The volume on the Web is forecasted to more than triple over the next three years and the category expecting the fastest growth is data. The solution: compression.
A longer version of this appeared on WebReference.
by Peter Cranstone
The volume on the Web is forecasted to more
than triple over the next three years and the category expecting the fastest
growth is data. Data and content will
remain the largest percentage of Web traffic and the majority of this
information is dynamic so it does not lend itself to conventional caching technologies. Issues range from Business to Consumer
response and order confirmation times, to the time required to deliver business
information to a road warrior using a wireless device, to the download time for
rich media such as music or video. Not surprisingly, the number one complaint among Web users is lack of speed. That's
where compression can help, by using mod_gzip.
The Solution: Compression
The idea is to compress data
being sent out from your Web server, and have the browser decompress this data
on the fly, thus reducing the amount of data sent and increasing the page
display speed. There are two ways to compress data coming from a Web server,
dynamically, and pre-compressed. Dynamic Content Acceleration compresses the data transmission data on
the fly (useful for e-commerce apps, database-driven sites, etc.).

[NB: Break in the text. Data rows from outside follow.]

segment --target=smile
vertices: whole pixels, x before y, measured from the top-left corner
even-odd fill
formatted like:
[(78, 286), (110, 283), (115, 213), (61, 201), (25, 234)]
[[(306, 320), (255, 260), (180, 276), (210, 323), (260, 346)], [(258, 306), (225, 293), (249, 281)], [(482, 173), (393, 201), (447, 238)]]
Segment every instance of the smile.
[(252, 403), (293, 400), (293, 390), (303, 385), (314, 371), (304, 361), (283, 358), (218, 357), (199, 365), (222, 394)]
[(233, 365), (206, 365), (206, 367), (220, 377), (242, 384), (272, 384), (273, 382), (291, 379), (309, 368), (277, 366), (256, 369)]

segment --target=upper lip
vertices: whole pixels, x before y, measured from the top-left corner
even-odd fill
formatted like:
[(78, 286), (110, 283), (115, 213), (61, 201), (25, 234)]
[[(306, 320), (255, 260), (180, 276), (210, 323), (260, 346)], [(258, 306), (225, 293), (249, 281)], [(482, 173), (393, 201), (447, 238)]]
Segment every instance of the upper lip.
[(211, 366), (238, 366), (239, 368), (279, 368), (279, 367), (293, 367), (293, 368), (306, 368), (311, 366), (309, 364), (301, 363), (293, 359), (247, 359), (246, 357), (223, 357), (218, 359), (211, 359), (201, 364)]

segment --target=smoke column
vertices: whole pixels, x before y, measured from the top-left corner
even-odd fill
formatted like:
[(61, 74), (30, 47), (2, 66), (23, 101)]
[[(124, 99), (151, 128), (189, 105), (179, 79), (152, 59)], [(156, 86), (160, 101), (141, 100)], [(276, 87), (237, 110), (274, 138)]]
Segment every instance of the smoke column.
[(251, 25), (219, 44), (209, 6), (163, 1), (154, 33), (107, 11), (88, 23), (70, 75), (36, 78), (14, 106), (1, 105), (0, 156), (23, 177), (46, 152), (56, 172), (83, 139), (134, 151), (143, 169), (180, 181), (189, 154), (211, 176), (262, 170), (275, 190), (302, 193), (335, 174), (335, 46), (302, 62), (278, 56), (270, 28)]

Pre-compressed text based data is generated beforehand and stored on the server
(.html.gz files etc).
The goal is to send less
data. To do this the data must be
analyzed and compressed in real time and be decompressed with no user
interaction at the other end. Since
smaller amounts of data (less packets) are being sent, they consume less
bandwidth and arrive significantly faster. The network acceleration solutions
need to be focused on the formats utilized for data and content including HTML,
XML, SQL, Java, WML and all other text based languages. Both types of
compression utilize HTTP compression and compress HTML files fully three times
To get an idea of the improvement in speed involved, here's a live demonstration:
Real time Web server content acceleration test:
Why Compress HTML?
HTML is used in most Web pages,
and forms the framework where the rest of the page appears (images, objects,
etc). Unlike images (GIF, JPEG, PNG) which are already compressed, HTML is just
ASCII text, which is highly compressible. Compressing HTML can have a major
impact on the performance of HTTP especially as PPP lines are being filled up
with data and the only way to obtain higher performance is to reduce the number
of bytes transmitted. A compressed HTML page appears to pop onto the screen,
especially over slower modems.
The Last Mile Problem
The Web is as
strong as its weakest link. This has and always will be the last mile to the
consumer's desktop. Even with the rapid
growth of residential broadband solutions the growth of narrowband users and
data far exceeds its limited reach. According to Jakob Nielsen he expects the standard data transmission
speed to remain at 56K until at least 2003 so there is a distinct need to do
something to reduce download times. Caching data has its benefits, but only content reduction can make a
significant difference in response time. It's always going to be faster to
download a smaller file than a larger one.
Is Compression Built into the Browser?
Yes. Most newer browsers since 1998/1999 have been equipped to
support the HTTP 1.1 standard known as "content-encoding." Essentially the browser indicates to the
server that it can accept "content encoding" and if the server is capable it
will then compress the data and transmit it. The browser decompresses it and
then renders the page.
Only HTTP 1.1 compliant clients request compressed files. Clients that are not HTTP 1.1 compliant request and receive the files un-compressed, thereby not benefiting from the improved download times that HTTP 1.1 compliant clients offer. Internet Explorer versions 4 and above, Netscape 4.5 and above, Windows Explorer, and My Computer are all HTTP 1.1 compliant clients by default.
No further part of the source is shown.